Head of the Department of Law of the University of Hong Kong
- Incumbent
- Assumed office 2016

Personal details
- Born: 23 October 1974 (age 51) Zhejiang province, China
- Alma mater: China University of Political Science and Law (LL.M., LL.B.) Leiden University (LL.M.) Erasmus University (Ph.D.)

= Zhao Yun (lawyer) =

Zhao Yun (赵云 (Zhào Yún, 趙雲), born 23 October 1974) is a Hong Kong lawyer specialising in space law and international economic law. He is Professor and Head of the Department of Law of the University of Hong Kong since 2016.

== Biography ==
From 1991 to 1998 he studied at the China University of Political Science and Law in Beijing. He earned a bachelor's degree in 1995 and a master's degree in 1998. Then from 1998 to 1999, Zhao studied at the Leiden University in the Netherlands, where he obtained a master's degree in public international law.

From 2000 to 2003 Zhao studied at the Erasmus University in Rotterdam (the Netherlands). From 2000 to 2002 he worked as Researcher at the Faculty of Law. In 2003, he graduated from Erasmus University with a PhD in international law.

Zhao started his career at the School of Law of City University of Hong Kong in 2002, where he taught dispute resolution, cyber law for business, business law, e-commerce law until 2008. Then in 2008 he joined the Department of Law of the University of Hong Kong, teaching introduction to Chinese law, china trade law, PRC information technology law, and online dispute resolution.

From 2013 to 2017 he held a position of the Director of the Center for Chinese Law at the University of Hong Kong. From 2016 to the present he is Head of the Department of Law of the University of Hong Kong.

He is also Professor in International Law at the Xiamen University and Professor at the Shanghai University of International Business and Economics (before 2013 called Shanghai University of Foreign Trade).
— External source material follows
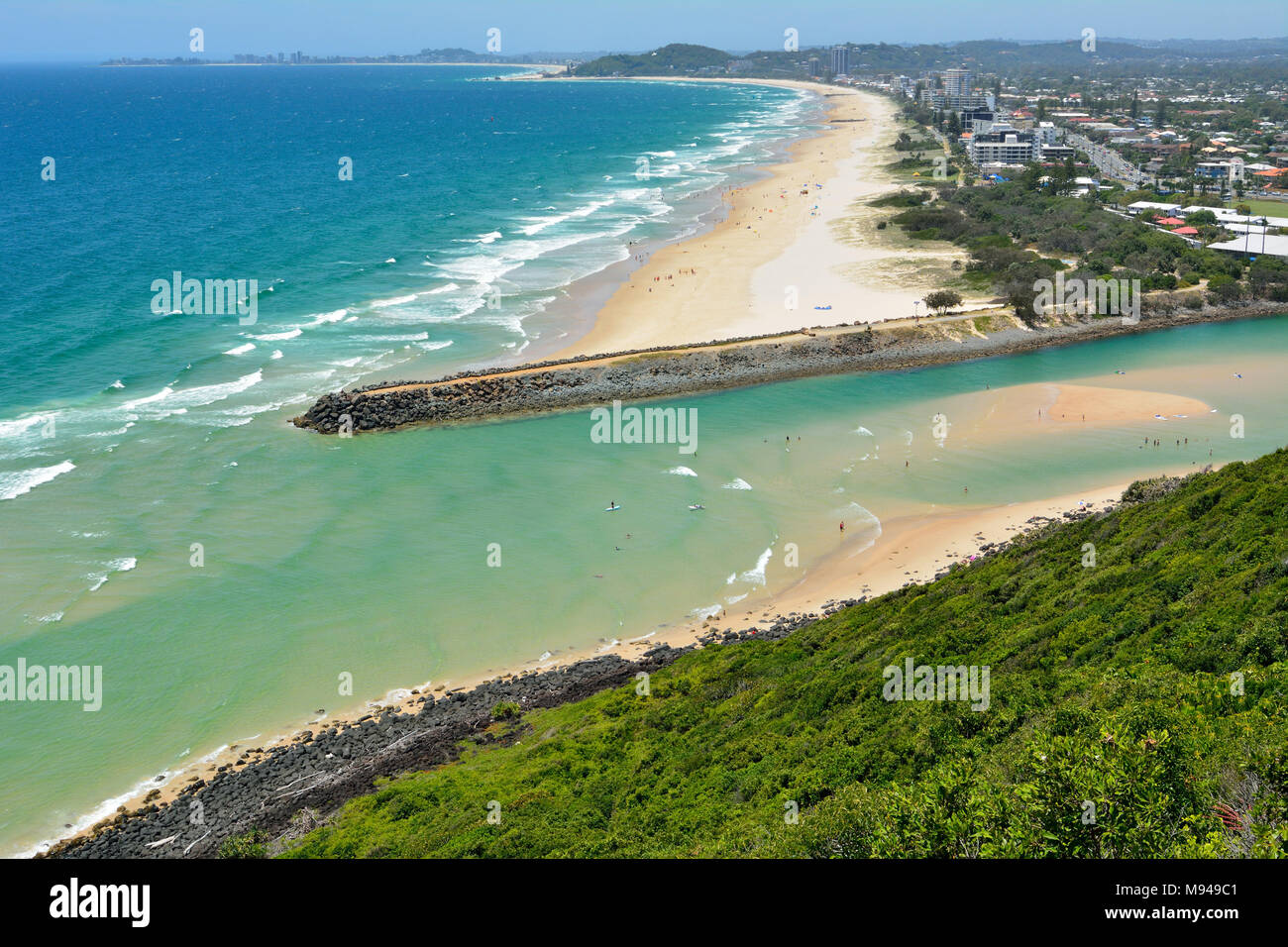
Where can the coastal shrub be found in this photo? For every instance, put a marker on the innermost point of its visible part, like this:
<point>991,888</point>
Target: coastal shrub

He is listed as arbitrator in several international arbitration commissions.

On 24 June 2018, Zhao was appointed as the Supreme Justice of Asgardia, a self-styled "Space Nation" during the first parliamentary session in Vienna, where he was introduced to the elected Members of Asgardia's "Parliament". Supreme Justice supervises the operation of four judicial panels: a "constitutional" panel; a "civil" panel; an "administrative" panel; and a "criminal" panel.

== Research work ==
Zhao's specialized areas: space law, dispute resolution, international economic law, e-commerce law. In the past few years, Mr. Zhao has conducted different research in the area of space exploration. He is also currently exploring significant topics such as the problem of space debris, the exploration of the space resources, the non-appropriation principle in space, etc.
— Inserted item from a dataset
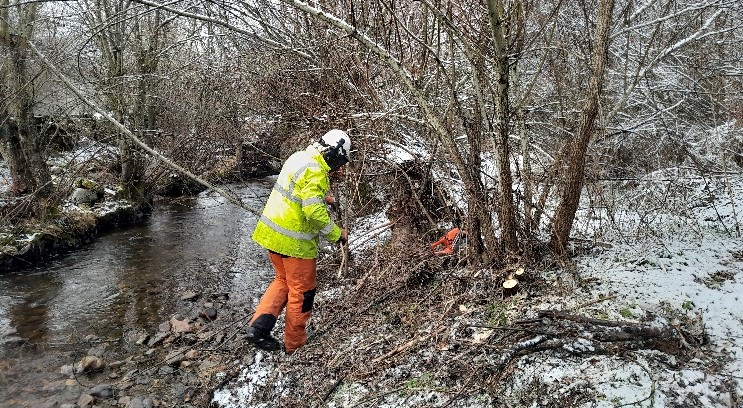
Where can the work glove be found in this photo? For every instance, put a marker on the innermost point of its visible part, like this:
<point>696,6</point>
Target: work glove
<point>330,200</point>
Zhao is convinced that Hong Kong needs to update its 23-year-old outer space law to keep pace with the growing use of commercial satellites both in the city and overseas. Hong Kong introduced the Outer Space Act 1986 in 1990 and the Outer Space Ordinance in 1997. A lawyer noted that the Outer Space Ordinance has many grey areas. These included the copyright of raw data transmitted by satellites as well as the liabilities of different parties in the case of a collision in space.
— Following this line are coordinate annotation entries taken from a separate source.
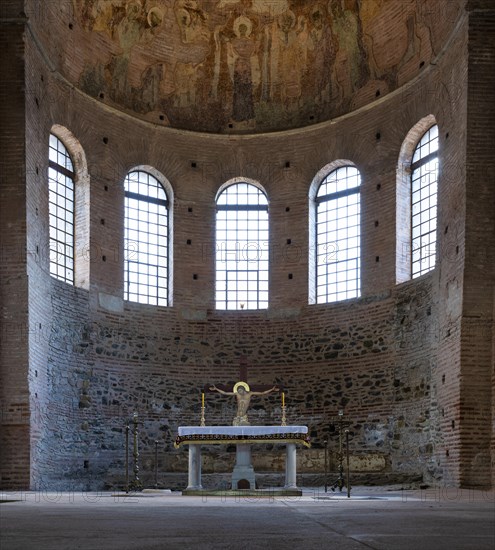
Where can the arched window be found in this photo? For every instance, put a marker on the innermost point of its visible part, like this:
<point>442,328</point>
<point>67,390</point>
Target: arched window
<point>146,258</point>
<point>424,184</point>
<point>242,251</point>
<point>61,194</point>
<point>337,232</point>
== Selected publications ==
- Zhao Yun. National Space Legislation in China: An Overview of the Current Situation and Outlook for the Future. The Netherlands, Brill/Martinus Nijhoff, 2015.
- Zhao Yun. Cyber Law in Hong Kong. The Netherlands, Kluwer, 2011.
- Zhao Yun. Mediation Practice and Skills. Beijing, Tsinghua University Press, 2011.
- Zhao Yun. The Annotated Ordinances of Hong Kong: Civil Aviation Ordinance (Cap 448). Hong Kong, LexisNexis, 2008.
- Zhao Yun. Space Commercialization and the Development of Space Law. Beijing, Intellectual Property Rights Press, 2008.
- Zhao Yun. National Space Legislation in Mainland China. — Journal of Space Law, 2008.
- Zhao Yun. On the Liability Convention for Outer Space and Its Consummation. — Journal of Beijing University of Aeronautics and Astronautics (Social Science Edition), 2008.
- Zhao Yun. Research on Space Commercialization and Patent Protection in Outer Space. — Journal of International Economic Law, 2008.
- Zhao Yun. Dispute Resolution in Electronic Commerce. The Netherlands, Martinus Nijhoff, 2005
- Zhao Yun. Liberalization of Electronic Commerce and Law. Beijing, Peking University Press, 2005.